One of the main health benefits of vegetables is their high nutrient content. Vegetables are loaded with vitamins and minerals that contribute to growth and the maintenance of good health. For example, the U.S. Department of Agriculture notes that many vegetables are high in potassium, which is important for healthy blood pressure. Various vitamins, such as C and A, help keep eyes, skin, teeth and gums healthy, fight infection and promote wound healing. Perhaps most importantly, vegetables are rich in a particular group of nutrients called antioxidants, which fight cellular damage and help prevent heart disease, cancer, Parkinson’s disease and Alzheimer’s.
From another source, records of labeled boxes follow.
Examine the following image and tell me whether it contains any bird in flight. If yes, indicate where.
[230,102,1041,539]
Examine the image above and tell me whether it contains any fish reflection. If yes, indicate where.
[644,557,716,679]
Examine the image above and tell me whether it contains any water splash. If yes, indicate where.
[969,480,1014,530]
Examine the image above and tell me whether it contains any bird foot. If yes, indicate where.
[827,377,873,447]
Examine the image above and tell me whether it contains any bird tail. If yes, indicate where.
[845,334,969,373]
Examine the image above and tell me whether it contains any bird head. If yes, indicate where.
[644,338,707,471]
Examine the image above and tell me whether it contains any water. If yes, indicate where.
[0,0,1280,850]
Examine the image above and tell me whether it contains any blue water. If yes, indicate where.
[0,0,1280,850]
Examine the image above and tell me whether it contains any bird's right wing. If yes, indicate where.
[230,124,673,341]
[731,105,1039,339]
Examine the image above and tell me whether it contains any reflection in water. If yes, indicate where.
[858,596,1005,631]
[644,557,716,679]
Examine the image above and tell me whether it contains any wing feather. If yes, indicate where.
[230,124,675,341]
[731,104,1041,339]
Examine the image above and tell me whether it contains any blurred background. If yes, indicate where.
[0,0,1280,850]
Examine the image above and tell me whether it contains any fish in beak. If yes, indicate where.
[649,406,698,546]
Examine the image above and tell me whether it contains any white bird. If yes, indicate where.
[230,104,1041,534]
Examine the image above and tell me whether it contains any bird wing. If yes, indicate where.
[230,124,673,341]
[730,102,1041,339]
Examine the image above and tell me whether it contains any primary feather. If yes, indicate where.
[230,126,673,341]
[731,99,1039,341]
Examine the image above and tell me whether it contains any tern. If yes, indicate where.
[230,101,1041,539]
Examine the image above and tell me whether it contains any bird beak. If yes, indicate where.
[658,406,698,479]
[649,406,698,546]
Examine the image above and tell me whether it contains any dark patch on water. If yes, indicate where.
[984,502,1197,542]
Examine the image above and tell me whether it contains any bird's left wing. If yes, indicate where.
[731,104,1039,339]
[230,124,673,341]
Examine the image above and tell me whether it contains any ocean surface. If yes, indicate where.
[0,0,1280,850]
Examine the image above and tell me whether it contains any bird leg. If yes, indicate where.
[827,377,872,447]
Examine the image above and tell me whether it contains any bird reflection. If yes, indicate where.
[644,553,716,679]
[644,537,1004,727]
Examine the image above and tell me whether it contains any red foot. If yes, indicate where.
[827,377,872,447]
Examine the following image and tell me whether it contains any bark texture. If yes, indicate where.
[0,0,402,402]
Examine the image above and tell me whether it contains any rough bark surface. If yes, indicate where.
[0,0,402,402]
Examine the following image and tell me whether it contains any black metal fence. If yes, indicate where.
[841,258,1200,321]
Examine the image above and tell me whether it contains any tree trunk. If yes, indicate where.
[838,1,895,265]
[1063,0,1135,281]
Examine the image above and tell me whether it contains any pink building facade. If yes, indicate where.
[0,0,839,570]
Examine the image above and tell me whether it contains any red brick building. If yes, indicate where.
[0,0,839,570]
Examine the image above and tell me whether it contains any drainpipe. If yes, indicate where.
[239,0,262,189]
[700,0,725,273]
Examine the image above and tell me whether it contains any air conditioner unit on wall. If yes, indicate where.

Another substantial benefit of vegetables is dietary fiber. Fiber is an important nutrient found only in plant foods. As part of a healthy diet, fiber helps scour bad cholesterol out of your arteries, thus lowering your risk of heart disease, says the USDA. Fiber also keeps your digestive system running smoothly, helps control your blood sugar levels and may help prevent cancer.

Figure Friendly Characteristics
Vegetables are a gift to those of us focused on weight management or loss. They tend to be low in fat and calories. If you substitute vegetables for other, higher-calorie foods in your diet, you’ll slash your calorie and fat intake, making weight management easier. The fiber in vegetables also helps you manage your weight. Fiber makes you feel fuller for a longer period, helping you eat less overall and aiding with weight loss or maintenance.

One last thing!
Remember starch?. The Harvard School of Public Health states that potatoes — which many people consider a vegetable — actually do NOT count toward your daily recommended servings of vegetables. When choosing vegetables, keep in mind that, in general, brightly colored vegetables are higher in nutrients than the duller choices in the produce section of the local grocery store. For example, spinach contains many more vitamins and antioxidants than iceberg lettuce.

Try to increase your vegetables every meal of the day. Double up on your servings of green vegetables at dinner, have an extra portion of salad at lunch and add spinach to your omelette at breakfast.

Your Mom will be happy and you will be making strides towards a healthier tomorrow.